Das Schreckensbild der Pockenkranken ist in Vergessenheit geraten ebenso wie die Tatsache, dass Impfungen Leben retten. Immer wieder stellen Eltern die Notwendigkeit infrage. Dabei lassen die Zahlen des Robert Koch-Instituts keinen Platz für Zweifel: In den vergangenen zehn Jahren starben in Deutschland rund 190 000 Menschen an Krankheiten, gegen die es eine Impfung gegeben hätte.

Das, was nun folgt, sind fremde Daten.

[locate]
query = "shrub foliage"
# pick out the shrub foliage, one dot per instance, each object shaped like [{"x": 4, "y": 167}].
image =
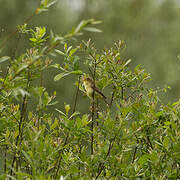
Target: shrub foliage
[{"x": 131, "y": 135}]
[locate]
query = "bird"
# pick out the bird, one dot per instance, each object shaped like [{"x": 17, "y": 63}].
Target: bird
[{"x": 90, "y": 87}]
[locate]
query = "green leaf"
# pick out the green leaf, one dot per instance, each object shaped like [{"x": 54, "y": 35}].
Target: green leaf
[
  {"x": 61, "y": 75},
  {"x": 127, "y": 62},
  {"x": 33, "y": 39},
  {"x": 72, "y": 52},
  {"x": 78, "y": 72},
  {"x": 61, "y": 112},
  {"x": 4, "y": 58},
  {"x": 59, "y": 52},
  {"x": 92, "y": 29},
  {"x": 74, "y": 114}
]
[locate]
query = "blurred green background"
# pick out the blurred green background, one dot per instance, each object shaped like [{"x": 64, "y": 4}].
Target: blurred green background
[{"x": 150, "y": 28}]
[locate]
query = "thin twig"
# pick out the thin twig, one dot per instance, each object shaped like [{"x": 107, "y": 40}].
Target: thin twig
[
  {"x": 101, "y": 165},
  {"x": 75, "y": 102}
]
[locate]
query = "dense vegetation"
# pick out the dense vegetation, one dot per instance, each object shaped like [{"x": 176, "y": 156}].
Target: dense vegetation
[{"x": 134, "y": 136}]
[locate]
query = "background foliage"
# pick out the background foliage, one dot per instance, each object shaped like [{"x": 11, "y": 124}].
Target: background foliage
[
  {"x": 149, "y": 27},
  {"x": 131, "y": 135}
]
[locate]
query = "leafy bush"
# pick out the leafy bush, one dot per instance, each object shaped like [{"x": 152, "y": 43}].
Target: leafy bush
[{"x": 130, "y": 135}]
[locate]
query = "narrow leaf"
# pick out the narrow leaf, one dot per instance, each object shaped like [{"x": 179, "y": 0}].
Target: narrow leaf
[
  {"x": 92, "y": 29},
  {"x": 4, "y": 58}
]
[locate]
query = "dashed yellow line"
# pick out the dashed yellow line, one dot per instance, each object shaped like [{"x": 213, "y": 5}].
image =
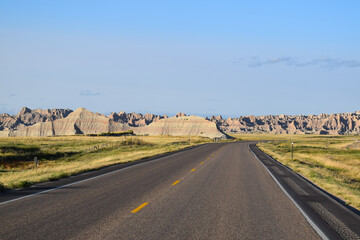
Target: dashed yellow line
[
  {"x": 176, "y": 182},
  {"x": 139, "y": 207}
]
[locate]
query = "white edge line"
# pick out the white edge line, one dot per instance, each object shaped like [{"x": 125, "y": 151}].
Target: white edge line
[
  {"x": 87, "y": 179},
  {"x": 312, "y": 224}
]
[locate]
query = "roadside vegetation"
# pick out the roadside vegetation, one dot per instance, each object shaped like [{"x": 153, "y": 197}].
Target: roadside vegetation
[
  {"x": 60, "y": 157},
  {"x": 331, "y": 162}
]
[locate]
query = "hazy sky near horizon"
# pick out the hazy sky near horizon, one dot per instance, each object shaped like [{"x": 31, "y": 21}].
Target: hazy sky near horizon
[{"x": 227, "y": 58}]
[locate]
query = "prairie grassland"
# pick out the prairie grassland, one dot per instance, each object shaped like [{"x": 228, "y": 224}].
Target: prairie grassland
[
  {"x": 65, "y": 156},
  {"x": 331, "y": 162}
]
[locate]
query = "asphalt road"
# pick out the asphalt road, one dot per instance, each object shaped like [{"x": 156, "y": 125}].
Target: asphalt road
[{"x": 215, "y": 191}]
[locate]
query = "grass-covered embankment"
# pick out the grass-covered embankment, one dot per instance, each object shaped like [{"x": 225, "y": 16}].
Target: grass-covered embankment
[
  {"x": 331, "y": 162},
  {"x": 65, "y": 156}
]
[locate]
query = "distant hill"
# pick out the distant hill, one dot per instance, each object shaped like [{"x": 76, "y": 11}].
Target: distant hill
[
  {"x": 334, "y": 124},
  {"x": 182, "y": 125},
  {"x": 51, "y": 122},
  {"x": 80, "y": 121}
]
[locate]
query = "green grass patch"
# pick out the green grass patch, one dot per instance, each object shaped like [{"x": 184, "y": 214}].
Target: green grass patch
[
  {"x": 61, "y": 157},
  {"x": 332, "y": 162}
]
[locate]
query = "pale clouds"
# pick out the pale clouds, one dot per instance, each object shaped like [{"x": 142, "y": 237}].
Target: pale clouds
[
  {"x": 89, "y": 93},
  {"x": 326, "y": 62}
]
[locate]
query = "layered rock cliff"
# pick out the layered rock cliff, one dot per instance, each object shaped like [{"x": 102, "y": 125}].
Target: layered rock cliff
[
  {"x": 335, "y": 124},
  {"x": 80, "y": 121},
  {"x": 27, "y": 117},
  {"x": 182, "y": 126},
  {"x": 66, "y": 122},
  {"x": 135, "y": 119}
]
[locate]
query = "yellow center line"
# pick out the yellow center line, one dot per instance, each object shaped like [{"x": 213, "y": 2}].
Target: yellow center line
[
  {"x": 176, "y": 182},
  {"x": 139, "y": 207}
]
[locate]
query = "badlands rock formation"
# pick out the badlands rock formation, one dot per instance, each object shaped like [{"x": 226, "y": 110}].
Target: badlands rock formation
[
  {"x": 27, "y": 117},
  {"x": 135, "y": 119},
  {"x": 66, "y": 122},
  {"x": 80, "y": 121},
  {"x": 336, "y": 124},
  {"x": 182, "y": 126}
]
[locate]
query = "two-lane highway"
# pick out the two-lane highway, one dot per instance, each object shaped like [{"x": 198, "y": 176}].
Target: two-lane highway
[{"x": 215, "y": 191}]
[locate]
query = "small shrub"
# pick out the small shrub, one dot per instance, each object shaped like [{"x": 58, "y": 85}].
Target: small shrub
[{"x": 2, "y": 187}]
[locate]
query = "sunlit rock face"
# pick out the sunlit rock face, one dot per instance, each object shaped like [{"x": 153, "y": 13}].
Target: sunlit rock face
[
  {"x": 334, "y": 124},
  {"x": 80, "y": 121},
  {"x": 182, "y": 126}
]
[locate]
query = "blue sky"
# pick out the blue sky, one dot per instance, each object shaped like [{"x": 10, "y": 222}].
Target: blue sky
[{"x": 227, "y": 58}]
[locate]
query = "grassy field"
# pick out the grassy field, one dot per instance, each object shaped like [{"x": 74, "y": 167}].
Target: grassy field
[
  {"x": 65, "y": 156},
  {"x": 331, "y": 162}
]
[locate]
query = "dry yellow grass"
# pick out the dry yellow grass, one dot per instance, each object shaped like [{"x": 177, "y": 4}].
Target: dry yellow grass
[
  {"x": 74, "y": 154},
  {"x": 331, "y": 162}
]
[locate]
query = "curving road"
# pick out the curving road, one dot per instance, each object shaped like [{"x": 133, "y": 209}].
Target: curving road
[{"x": 215, "y": 191}]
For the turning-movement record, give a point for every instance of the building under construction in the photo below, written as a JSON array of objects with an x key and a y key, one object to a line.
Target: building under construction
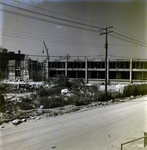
[
  {"x": 127, "y": 70},
  {"x": 13, "y": 66}
]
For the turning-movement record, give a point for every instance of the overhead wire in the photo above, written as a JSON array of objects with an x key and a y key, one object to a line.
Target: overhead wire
[
  {"x": 65, "y": 15},
  {"x": 49, "y": 16}
]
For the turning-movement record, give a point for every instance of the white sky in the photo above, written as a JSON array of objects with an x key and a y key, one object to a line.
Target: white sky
[{"x": 25, "y": 30}]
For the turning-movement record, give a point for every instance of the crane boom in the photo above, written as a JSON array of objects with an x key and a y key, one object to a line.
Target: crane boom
[
  {"x": 47, "y": 73},
  {"x": 46, "y": 50}
]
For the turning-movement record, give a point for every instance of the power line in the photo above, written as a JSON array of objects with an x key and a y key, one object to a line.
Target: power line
[
  {"x": 53, "y": 38},
  {"x": 129, "y": 41},
  {"x": 132, "y": 39},
  {"x": 131, "y": 36},
  {"x": 53, "y": 17},
  {"x": 53, "y": 41},
  {"x": 59, "y": 13}
]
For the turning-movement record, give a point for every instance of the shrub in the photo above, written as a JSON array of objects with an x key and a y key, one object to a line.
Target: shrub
[{"x": 102, "y": 96}]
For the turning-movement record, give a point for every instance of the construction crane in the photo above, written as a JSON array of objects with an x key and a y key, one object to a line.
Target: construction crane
[{"x": 47, "y": 75}]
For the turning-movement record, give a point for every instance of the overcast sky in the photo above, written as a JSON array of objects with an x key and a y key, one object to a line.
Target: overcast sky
[{"x": 71, "y": 27}]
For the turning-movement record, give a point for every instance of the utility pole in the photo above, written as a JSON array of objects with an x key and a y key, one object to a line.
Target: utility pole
[
  {"x": 106, "y": 31},
  {"x": 48, "y": 73}
]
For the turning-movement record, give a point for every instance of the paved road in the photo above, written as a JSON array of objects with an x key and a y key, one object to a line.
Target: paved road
[{"x": 98, "y": 129}]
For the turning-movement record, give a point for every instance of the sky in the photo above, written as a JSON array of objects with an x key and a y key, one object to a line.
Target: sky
[{"x": 73, "y": 27}]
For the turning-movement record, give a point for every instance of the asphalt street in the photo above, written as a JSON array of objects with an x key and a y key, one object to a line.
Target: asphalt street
[{"x": 102, "y": 128}]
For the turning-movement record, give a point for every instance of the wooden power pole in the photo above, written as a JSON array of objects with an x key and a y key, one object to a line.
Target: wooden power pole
[{"x": 106, "y": 31}]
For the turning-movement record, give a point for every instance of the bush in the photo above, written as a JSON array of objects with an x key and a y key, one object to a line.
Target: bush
[
  {"x": 102, "y": 96},
  {"x": 135, "y": 90}
]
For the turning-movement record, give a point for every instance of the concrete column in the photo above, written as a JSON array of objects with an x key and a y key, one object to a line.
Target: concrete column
[
  {"x": 130, "y": 70},
  {"x": 108, "y": 71},
  {"x": 66, "y": 67},
  {"x": 86, "y": 71}
]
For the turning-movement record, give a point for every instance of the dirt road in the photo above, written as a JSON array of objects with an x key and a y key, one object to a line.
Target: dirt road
[{"x": 104, "y": 128}]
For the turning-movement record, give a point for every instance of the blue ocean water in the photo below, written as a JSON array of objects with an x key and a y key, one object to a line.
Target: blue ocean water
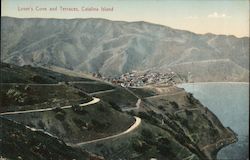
[{"x": 230, "y": 103}]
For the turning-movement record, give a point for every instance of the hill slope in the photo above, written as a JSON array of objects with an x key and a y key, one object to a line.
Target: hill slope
[{"x": 114, "y": 47}]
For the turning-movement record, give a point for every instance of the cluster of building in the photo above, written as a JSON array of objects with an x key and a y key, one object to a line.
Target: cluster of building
[{"x": 140, "y": 79}]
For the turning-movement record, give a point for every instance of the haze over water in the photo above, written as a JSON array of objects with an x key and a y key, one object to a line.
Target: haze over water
[{"x": 230, "y": 103}]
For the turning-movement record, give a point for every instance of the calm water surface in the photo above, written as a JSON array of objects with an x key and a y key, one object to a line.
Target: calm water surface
[{"x": 230, "y": 103}]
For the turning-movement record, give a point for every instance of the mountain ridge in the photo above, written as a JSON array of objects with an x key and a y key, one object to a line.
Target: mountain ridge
[{"x": 115, "y": 47}]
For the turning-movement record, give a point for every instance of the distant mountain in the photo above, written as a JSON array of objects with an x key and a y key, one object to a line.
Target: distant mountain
[{"x": 115, "y": 47}]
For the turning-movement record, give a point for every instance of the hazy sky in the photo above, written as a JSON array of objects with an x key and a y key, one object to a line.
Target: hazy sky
[{"x": 199, "y": 16}]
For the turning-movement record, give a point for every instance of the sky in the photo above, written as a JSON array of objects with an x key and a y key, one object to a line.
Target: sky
[{"x": 229, "y": 17}]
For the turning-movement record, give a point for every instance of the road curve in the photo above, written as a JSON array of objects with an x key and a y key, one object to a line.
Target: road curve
[
  {"x": 133, "y": 127},
  {"x": 93, "y": 101}
]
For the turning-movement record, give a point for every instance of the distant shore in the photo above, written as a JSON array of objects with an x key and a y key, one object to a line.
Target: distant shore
[{"x": 246, "y": 83}]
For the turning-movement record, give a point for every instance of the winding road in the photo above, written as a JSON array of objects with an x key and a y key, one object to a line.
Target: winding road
[{"x": 93, "y": 101}]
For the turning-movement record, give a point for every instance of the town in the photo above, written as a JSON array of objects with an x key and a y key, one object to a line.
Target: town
[{"x": 142, "y": 78}]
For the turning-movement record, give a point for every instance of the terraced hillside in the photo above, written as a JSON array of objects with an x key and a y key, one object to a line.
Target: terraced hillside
[{"x": 162, "y": 122}]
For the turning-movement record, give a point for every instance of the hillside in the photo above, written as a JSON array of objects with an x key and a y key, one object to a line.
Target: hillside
[
  {"x": 114, "y": 47},
  {"x": 162, "y": 122},
  {"x": 20, "y": 142}
]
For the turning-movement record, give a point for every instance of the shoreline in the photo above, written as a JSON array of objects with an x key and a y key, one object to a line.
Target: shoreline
[{"x": 244, "y": 83}]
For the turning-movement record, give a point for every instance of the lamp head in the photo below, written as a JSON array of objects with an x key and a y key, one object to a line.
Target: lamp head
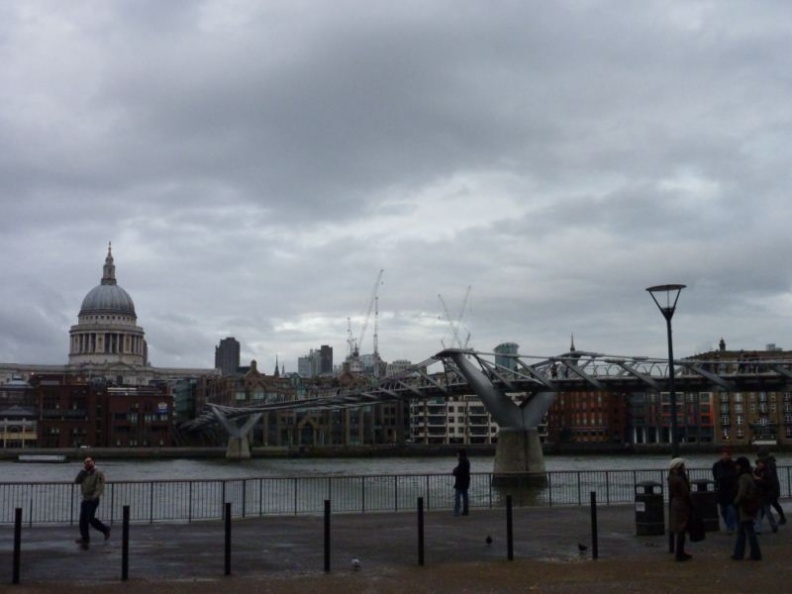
[{"x": 665, "y": 297}]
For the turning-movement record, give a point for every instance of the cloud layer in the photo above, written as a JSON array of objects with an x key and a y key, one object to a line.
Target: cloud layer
[{"x": 256, "y": 164}]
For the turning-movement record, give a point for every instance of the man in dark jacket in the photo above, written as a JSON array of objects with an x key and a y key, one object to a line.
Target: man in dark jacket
[
  {"x": 461, "y": 483},
  {"x": 725, "y": 473}
]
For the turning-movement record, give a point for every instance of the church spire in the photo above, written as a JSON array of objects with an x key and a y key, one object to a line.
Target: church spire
[{"x": 108, "y": 274}]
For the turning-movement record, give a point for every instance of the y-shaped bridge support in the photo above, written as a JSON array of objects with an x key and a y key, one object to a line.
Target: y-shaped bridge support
[
  {"x": 238, "y": 443},
  {"x": 518, "y": 454}
]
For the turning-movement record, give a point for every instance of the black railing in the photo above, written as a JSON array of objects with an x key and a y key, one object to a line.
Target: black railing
[{"x": 194, "y": 500}]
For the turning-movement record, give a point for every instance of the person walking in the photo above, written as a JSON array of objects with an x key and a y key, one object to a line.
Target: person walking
[
  {"x": 747, "y": 505},
  {"x": 775, "y": 490},
  {"x": 92, "y": 481},
  {"x": 681, "y": 506},
  {"x": 461, "y": 483},
  {"x": 725, "y": 473},
  {"x": 763, "y": 479}
]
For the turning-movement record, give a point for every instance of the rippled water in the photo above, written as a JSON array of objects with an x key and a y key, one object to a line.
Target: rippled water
[{"x": 119, "y": 470}]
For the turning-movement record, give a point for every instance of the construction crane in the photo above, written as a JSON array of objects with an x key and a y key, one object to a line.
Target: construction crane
[
  {"x": 354, "y": 345},
  {"x": 455, "y": 323}
]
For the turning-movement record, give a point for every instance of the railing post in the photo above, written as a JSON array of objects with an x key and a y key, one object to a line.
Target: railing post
[
  {"x": 223, "y": 496},
  {"x": 420, "y": 532},
  {"x": 509, "y": 530},
  {"x": 17, "y": 544},
  {"x": 327, "y": 536},
  {"x": 228, "y": 538},
  {"x": 594, "y": 531},
  {"x": 244, "y": 497},
  {"x": 125, "y": 545}
]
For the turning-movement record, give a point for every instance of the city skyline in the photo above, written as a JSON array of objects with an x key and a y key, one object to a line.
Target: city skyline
[{"x": 255, "y": 166}]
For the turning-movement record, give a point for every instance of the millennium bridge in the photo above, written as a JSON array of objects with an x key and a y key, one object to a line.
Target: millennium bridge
[{"x": 517, "y": 391}]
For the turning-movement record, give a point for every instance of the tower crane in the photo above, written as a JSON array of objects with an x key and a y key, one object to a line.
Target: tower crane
[
  {"x": 355, "y": 345},
  {"x": 455, "y": 323}
]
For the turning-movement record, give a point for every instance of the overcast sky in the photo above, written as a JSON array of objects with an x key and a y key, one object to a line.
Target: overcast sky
[{"x": 255, "y": 164}]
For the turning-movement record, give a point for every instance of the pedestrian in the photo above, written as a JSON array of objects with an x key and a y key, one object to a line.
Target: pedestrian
[
  {"x": 725, "y": 473},
  {"x": 747, "y": 505},
  {"x": 681, "y": 507},
  {"x": 775, "y": 492},
  {"x": 92, "y": 481},
  {"x": 765, "y": 488},
  {"x": 461, "y": 483}
]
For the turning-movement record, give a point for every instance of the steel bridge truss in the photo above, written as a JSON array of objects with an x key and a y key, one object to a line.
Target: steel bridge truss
[{"x": 524, "y": 377}]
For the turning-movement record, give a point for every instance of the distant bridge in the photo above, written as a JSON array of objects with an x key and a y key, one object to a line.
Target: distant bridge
[{"x": 530, "y": 376}]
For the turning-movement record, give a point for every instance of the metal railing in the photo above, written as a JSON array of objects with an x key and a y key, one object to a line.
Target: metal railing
[{"x": 194, "y": 500}]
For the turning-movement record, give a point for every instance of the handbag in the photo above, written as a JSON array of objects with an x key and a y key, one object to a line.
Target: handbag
[{"x": 696, "y": 528}]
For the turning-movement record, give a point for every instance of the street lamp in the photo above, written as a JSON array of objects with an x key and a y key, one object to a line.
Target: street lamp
[{"x": 668, "y": 296}]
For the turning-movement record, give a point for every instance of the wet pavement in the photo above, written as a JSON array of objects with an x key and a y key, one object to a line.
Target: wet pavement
[{"x": 294, "y": 545}]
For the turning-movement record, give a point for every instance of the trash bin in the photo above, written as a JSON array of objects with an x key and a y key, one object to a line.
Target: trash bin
[
  {"x": 649, "y": 509},
  {"x": 705, "y": 503}
]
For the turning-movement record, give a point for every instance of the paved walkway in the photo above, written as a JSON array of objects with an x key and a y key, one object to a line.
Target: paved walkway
[{"x": 288, "y": 547}]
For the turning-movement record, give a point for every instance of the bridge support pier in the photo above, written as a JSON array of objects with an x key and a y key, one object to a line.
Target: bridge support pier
[
  {"x": 238, "y": 442},
  {"x": 238, "y": 448},
  {"x": 519, "y": 458}
]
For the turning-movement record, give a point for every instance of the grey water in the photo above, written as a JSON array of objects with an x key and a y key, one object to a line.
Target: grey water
[{"x": 203, "y": 469}]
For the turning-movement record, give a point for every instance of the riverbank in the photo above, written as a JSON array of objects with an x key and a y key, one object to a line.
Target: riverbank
[
  {"x": 384, "y": 451},
  {"x": 553, "y": 554}
]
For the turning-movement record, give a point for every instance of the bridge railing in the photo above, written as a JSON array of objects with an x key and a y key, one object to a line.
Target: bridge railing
[{"x": 195, "y": 500}]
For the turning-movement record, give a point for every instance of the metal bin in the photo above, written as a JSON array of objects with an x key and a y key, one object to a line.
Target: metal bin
[{"x": 649, "y": 509}]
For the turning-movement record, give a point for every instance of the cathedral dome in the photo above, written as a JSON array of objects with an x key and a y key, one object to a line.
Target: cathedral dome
[{"x": 108, "y": 297}]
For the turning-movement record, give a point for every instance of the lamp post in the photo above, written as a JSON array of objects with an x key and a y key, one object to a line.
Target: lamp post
[{"x": 668, "y": 296}]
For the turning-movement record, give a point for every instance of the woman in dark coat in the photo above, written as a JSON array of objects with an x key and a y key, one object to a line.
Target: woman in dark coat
[
  {"x": 747, "y": 504},
  {"x": 681, "y": 505}
]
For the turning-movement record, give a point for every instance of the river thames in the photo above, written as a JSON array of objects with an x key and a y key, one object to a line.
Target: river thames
[{"x": 209, "y": 469}]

Das menschliche Immunsystem lernt ein Leben lang. Trifft es auf Krankheitserreger, bildet es Antikörper, um beim nächsten Mal besser gewappnet zu sein. Es verfügt zudem über Gedächtniszellen. Diese hoch spezialisierten weißen Blutkörperchen erinnern sich an den „Feind“. Eine Lernfähigkeit, die sich die Medizin beim Impfen zunutze macht. Mit einer Impfung bringt der Arzt abgeschwächte (Lebendimpfstoff), abgetötete (Totimpfstoff) Viren oder Virusbestandteile in den Körper. Sie lösen keine Infektion aus, wecken aber die Aufmerksamkeit des Immunsystems. Es bildet Antikörper und Gedächtniszellen – und die reagieren prompt, falls später der echte Erreger angreift. Lebendimpfstoffe wie jene gegen Masern oder Windpocken fordern den Körper stärker, bleiben dem Immunsystem dafür aber ewig in Erinnerung. Nach erfolgter Grundimmunisierung besteht Schutz für den Rest des Lebens. An Totimpfstoffen muss das Immunsystem öfter „trainieren“. Deshalb werden Impfungen gegen Diphtherie, Hepatitis B oder Tetanus regelmäßig aufgefrischt.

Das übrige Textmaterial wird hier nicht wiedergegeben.